Deadspawn by Brian Lumley

The answer came back at once:

First, your formation suits both of us very well. Second, the snow served to confuse and distract them – especially the giant. Now listen and I’ll describe your route from this point forward. Very soon now you’ll come to a place where the rock is riven into deep crevices. One such crack has been filled in with lava which forms a floor. Follow this and it will lead you direct to my abode at the hollow core. As for your companions, alas their time runs very short. Indeed they haven’t enough of it to find their way here. Not on their feet anyway.

There was nothing of humour in Shaitan’s mental voice, only an icy resolve. Shaithis made no further comment; and anyway Arkis, heading the column, had come to a halt. Fess joined him, then Shaithis.

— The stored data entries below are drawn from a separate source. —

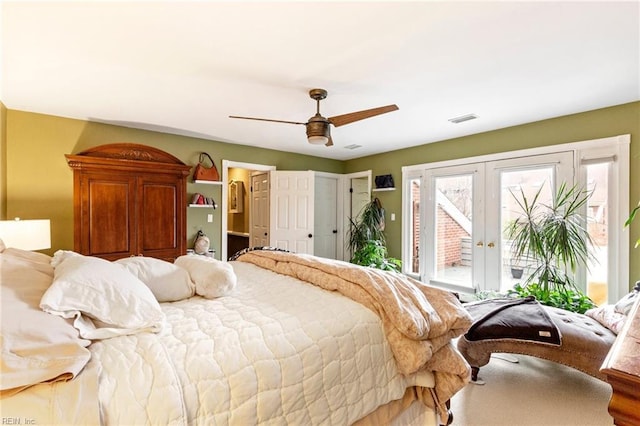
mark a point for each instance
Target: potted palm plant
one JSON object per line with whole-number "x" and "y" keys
{"x": 367, "y": 242}
{"x": 554, "y": 241}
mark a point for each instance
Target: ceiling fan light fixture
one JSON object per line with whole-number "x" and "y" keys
{"x": 317, "y": 140}
{"x": 318, "y": 131}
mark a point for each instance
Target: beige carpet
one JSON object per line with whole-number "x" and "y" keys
{"x": 532, "y": 392}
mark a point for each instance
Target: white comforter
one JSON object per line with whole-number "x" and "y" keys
{"x": 275, "y": 351}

Before them the surface of the ledge and the near-vertical face of the cliff were split with deep fissures a full pace in width. Arkis looked at the others. ‘What now?’

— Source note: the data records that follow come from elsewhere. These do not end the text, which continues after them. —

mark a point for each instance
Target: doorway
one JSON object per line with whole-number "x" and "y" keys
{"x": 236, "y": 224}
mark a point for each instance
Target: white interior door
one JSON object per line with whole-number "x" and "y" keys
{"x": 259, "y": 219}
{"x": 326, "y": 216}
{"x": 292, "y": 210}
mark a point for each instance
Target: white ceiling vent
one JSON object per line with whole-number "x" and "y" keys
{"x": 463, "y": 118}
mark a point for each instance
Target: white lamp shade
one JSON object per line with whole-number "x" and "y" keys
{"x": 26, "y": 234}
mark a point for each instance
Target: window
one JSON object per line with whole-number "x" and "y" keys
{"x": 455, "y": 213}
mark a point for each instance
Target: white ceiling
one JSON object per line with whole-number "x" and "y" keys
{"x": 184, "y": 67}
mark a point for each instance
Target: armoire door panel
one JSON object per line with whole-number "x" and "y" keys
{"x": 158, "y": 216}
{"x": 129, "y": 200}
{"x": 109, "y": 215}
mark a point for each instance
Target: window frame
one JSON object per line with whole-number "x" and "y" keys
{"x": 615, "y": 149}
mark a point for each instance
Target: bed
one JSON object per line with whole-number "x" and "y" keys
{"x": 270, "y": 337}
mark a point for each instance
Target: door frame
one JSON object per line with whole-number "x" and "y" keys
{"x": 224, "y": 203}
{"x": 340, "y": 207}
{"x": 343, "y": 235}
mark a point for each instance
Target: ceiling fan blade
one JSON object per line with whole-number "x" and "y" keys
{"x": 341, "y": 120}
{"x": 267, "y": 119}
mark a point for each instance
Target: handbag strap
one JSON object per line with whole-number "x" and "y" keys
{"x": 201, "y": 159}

‘We go on,’ said Shaithis.

Perhaps his reply had been too ready, or he had sounded too sure of himself, for the Ferenc looked at him for long moments. And at last the giant said, ‘But the way looks like a jumble of broken rock. Any cave we find will surely have collapsed in upon itself.’

‘We won’t know that until we look,’ Shaithis answered. ‘It’s just that I feel we’re very close now.’

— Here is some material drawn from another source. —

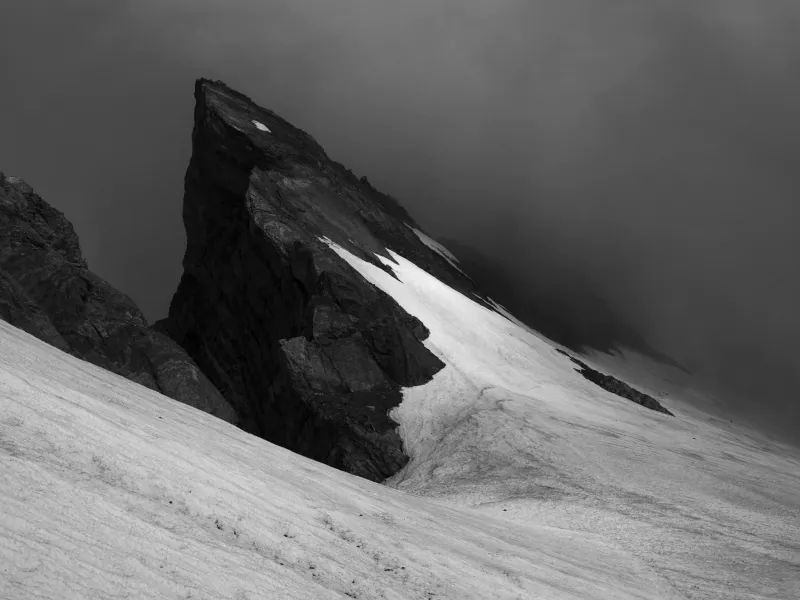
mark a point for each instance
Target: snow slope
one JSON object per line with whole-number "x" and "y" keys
{"x": 110, "y": 490}
{"x": 509, "y": 428}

The Ferenc narrowed his eyes. ‘It appears I’m not the only one whose awareness has been focused to a fault. But very well, we press on. Arkis, lead the way.’

The leper’s son, muttering darkly to himself, stepped out across the first crack, teetered a little on the far side and found his balance. And so they all proceeded.

Then, after negotiating a half-dozen more crevasses: ‘Ho!’ Arkis called back. ‘But this next crack has a floor, formed of a frozen river of rock.’

‘An ancient lava-run,’ said Fess, joining him.

Shaithis came last and looked at the cliff, riven where in olden times the flow had forced an exit. ‘Lava from the secret heart of the volcano,’ he said. ‘So perhaps we’ve found our way in after all.’

The Ferenc stepped under the cliff’s overhang, into the shadow of the cleft. ‘Let me scan it.’

Arkis went after him, with Shaithis bringing up the rear, and they all three sniffed the air, probing the way ahead with keen vampire senses. Until at last Arkis ventured: ‘I sense . . . nothing!’

‘Likewise,’ said Shaithis, relieved that the small-talented Diredeath had discovered no threat (where in fact he found the place menacing and uninviting in the extreme). The Ferenc, however, seemed of a similar mind to Shaithis; except he was perfectly, and honestly, willing to voice it.

‘I don’t like it,’ he gave his opinion, ‘for it smells too much like the cave where Volse got his.’

‘You’ve let Volse’s death prey on your mind,’ Shaithis told him. ‘And anyway – and as has been said before -forewarned is forearmed. Also, there are three of us this time. Arkis and I, we have our mighty gauntlets, and you have your even mightier talons. And in any case we’re already decided that the bloodbeast was hidden in that first cave. Myself,’ (he paused to sniff the cave’s air again), ‘I think it likely that the cone’s master has worked some beguilement here: he has gloomed on this place and left the smell of death here. But a smell is only a smell, and I smell success! I’m for going in.’ He looked from Fess to Arkis.

Arkis shrugged. ‘If this so-called “cone’s master” has comforts in there, then I’m with you, Shaithis. I’ve had it to the tusks with hardship! I could use some rich red blood in my belly, and a woman in my bed. D’you suppose it’s a harem he guards so jealously?’

Shaithis’s turn to shrug. ‘I’ve never been a one for the histories,’ he said, ‘but I’ve heard it said that some of the banished Lords took their concubines with them. We can’t say what we’ll find until we find it.’